Temple Run 2: Don’t Stop Running, And Don’t Look Down [Review]



For a game that’s been downloaded over 170 million times and spawned countless ripoffs, the sequel to Temple Run came as a complete shock. The smash-hit endless runner started sneaking into App Stores around the world yesterday, and it went live in the U.S. late last night. Imangi Studios, the small company behind Temple Run, had no promotional material or teasers leading up to the release.

But now that Temple Run 2 is here, fans of the original can sprint, jump, slide, and fall through a new and improved world. With zip lines, new power-ups, characters, and a mine cart, Temple Run is better than ever.


One of the coolest things about the success of Temple Run is that it’s the lovechild of a husband and wife, Keith Shepherd and Natalia Luckynova. The couple’s Imangi Studios is behind other successful games like Max Adventure, and they recently partnered with Disney to release a spinoff of Temple Run based on the animated movie Brave.

“We wound up with all this stuff we wanted to do in Temple Run that we couldn’t physically do as an update to the original,” said Shepherd in an interview today with AllThingsD. “It was just a really small team of us that built the first one (Shepherd, Luckyanova, and artist Kiril Tchangov), and we had no idea that it was going to go on to become this worldwide phenomenon. It wasn’t designed to be ported to other platforms or to be continually added to over the next couple of years. We wanted a fresh start.”

Temple Run is by far Imangi’s biggest success, and it’s been downloaded close to 200 million times in the App Store and Google Play combined. The game has definitely become a household name for iOS users since it launched in August of 2011.

While Imangi originally sold Temple Run as a paid game, the wildly successful title has since gone freemium, a model where developers entice users with a free download and then sell in-app purchases for upgrades.

You’ll notice that something is different the moment you start running.
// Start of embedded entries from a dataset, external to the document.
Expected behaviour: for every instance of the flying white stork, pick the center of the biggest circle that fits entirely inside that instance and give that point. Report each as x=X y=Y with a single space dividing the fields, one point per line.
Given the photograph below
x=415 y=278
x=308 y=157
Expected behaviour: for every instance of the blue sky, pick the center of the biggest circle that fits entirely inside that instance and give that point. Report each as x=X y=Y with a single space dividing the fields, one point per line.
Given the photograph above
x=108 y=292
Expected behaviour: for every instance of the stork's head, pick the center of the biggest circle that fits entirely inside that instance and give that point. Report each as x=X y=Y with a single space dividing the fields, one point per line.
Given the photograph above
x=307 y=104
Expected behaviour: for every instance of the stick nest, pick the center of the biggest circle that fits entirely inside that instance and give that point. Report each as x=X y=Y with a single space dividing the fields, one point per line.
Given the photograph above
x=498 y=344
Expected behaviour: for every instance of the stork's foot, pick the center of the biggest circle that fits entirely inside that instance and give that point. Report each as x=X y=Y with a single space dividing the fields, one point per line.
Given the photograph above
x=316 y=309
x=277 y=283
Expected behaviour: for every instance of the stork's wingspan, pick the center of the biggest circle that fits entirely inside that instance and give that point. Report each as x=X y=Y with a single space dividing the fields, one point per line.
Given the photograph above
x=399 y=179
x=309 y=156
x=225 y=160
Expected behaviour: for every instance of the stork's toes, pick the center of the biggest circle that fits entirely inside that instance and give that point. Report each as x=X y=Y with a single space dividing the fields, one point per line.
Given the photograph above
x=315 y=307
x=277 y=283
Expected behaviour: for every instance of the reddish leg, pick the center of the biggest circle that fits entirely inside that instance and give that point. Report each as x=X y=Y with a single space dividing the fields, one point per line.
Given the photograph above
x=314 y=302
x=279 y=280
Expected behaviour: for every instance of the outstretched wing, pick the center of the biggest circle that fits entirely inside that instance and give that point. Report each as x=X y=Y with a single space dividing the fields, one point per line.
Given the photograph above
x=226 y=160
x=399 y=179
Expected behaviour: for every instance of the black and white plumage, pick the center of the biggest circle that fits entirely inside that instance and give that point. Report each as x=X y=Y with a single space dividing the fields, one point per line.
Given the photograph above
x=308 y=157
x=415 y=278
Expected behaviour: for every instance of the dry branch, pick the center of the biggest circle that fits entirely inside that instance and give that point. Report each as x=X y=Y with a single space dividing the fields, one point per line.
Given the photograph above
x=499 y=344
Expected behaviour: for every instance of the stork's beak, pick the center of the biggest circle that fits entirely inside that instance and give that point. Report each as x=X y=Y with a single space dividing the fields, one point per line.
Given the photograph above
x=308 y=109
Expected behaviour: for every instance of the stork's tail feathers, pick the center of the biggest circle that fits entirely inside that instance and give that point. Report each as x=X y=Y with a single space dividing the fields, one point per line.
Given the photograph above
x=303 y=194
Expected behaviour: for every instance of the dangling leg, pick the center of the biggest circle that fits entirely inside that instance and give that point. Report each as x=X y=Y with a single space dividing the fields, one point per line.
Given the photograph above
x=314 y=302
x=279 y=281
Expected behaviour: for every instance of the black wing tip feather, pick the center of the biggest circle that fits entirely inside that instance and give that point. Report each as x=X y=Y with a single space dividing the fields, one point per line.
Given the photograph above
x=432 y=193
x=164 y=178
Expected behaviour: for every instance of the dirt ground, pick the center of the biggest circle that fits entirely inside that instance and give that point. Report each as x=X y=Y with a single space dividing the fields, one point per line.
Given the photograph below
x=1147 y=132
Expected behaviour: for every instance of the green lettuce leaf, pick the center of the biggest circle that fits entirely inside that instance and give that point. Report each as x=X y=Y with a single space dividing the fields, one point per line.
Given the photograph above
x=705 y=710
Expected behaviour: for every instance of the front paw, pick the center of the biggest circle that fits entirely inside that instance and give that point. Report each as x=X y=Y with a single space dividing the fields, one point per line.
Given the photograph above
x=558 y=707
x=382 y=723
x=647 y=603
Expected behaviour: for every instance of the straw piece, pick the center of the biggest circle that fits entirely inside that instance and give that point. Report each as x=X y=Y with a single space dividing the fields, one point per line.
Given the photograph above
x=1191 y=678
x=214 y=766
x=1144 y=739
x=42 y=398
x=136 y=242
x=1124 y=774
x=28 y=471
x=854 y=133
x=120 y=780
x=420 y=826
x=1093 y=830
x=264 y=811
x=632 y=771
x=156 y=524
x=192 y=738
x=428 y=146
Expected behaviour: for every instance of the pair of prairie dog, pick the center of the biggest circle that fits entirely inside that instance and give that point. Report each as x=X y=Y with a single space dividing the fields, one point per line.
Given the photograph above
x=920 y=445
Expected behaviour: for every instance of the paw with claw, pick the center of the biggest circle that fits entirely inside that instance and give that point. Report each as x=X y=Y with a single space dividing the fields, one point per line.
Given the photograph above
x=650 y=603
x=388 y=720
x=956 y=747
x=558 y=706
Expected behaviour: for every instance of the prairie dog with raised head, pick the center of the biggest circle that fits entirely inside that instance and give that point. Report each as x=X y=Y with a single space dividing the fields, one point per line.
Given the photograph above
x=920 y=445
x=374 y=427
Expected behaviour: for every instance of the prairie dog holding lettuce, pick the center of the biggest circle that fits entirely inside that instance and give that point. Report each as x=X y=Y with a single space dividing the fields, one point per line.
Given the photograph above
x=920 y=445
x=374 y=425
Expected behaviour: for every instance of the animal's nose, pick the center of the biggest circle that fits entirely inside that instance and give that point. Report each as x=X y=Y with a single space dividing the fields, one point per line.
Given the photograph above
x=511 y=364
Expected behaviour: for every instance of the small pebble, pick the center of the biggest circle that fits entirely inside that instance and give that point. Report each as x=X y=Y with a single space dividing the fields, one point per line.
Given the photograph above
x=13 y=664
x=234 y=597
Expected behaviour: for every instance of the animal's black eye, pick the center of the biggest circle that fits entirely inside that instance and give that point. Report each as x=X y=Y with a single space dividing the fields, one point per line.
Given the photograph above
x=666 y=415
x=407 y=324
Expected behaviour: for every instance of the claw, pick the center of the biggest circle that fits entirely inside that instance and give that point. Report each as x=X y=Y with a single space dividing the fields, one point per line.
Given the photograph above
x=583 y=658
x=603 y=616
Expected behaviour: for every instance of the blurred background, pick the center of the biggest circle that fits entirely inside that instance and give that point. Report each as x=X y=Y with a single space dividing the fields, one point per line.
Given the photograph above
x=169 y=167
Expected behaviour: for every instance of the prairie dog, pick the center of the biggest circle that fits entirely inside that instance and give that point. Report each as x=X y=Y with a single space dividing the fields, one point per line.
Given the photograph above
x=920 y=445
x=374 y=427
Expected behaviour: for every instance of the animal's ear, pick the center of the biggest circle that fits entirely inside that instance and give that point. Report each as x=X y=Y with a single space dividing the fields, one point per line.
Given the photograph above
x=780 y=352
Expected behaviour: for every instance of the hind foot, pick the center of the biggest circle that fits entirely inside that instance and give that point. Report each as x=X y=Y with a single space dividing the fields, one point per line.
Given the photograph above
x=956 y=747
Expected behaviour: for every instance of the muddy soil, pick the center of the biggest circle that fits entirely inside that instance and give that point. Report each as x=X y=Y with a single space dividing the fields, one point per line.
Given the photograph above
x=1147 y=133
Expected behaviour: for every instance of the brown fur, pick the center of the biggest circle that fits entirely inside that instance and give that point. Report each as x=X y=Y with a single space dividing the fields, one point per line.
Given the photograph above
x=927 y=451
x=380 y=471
Unlike the original, your runner dangerously navigates the ins and outs of a temple world suspended high in the clouds. When you’re outside, the sun is getting ready to set. Inside the caverns, you guide a mine cart through a precarious railway system lit by torches.

iPhone 2

“You’ll notice that something is different the moment you start running”

The graphics in Temple Run 2 have definitely been improved. The world is a lot more detailed. I did notice a little lag on my third-gen iPad, but it ran as smooth as butter on my iPhone 5. Gameplay is the same as the original, but there are more twisty turns and drop-offs. The environment feels much more expansive. The monkey that chases you is also much bigger.
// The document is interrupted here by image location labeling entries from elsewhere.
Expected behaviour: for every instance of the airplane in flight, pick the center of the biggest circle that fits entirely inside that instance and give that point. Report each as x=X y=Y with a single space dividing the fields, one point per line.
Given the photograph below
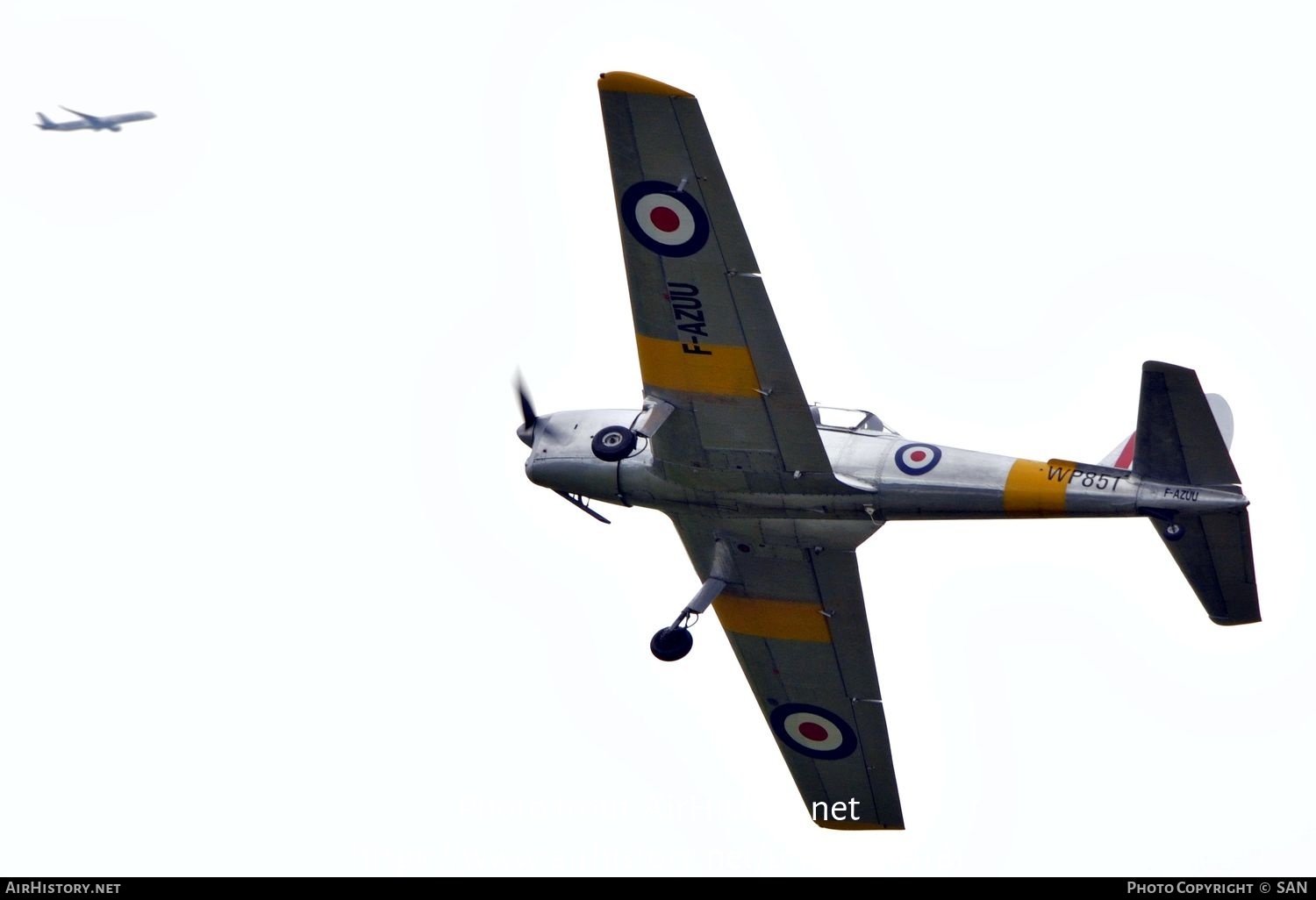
x=771 y=495
x=95 y=123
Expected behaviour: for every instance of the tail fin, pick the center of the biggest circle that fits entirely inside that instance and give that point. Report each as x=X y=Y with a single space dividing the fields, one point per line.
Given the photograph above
x=1121 y=457
x=1181 y=442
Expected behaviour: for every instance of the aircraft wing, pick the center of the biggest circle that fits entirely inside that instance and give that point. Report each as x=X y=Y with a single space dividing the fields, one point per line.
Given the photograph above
x=86 y=116
x=708 y=341
x=797 y=625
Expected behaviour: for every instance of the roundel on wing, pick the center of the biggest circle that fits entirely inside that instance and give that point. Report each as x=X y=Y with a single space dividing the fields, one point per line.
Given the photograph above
x=663 y=218
x=813 y=731
x=918 y=458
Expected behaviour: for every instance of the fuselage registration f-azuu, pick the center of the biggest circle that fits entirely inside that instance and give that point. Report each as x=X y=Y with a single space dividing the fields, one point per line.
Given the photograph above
x=773 y=495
There are four different characters, and each one has a varied set of abilities and power-ups—that adds an element of strategy. Coins are everywhere, but you’ll need rarer gems to purchase consumable items like extra lives. To make real progress in the upgrades department, you’re probably gonna fork over a few bucks for some coin packs.

I enjoy Temple Run 2 more on the iPad because the larger display lets me take in more of the environment. But this is also a great way to waste time have fun on the iPhone. I’m not going to be able to put it down for the foreseeable future.

The original Temple Run is still available too, but make sure to pick up this awesome sequel in the App Store. It’s fantastic, good fun. Don’t fall!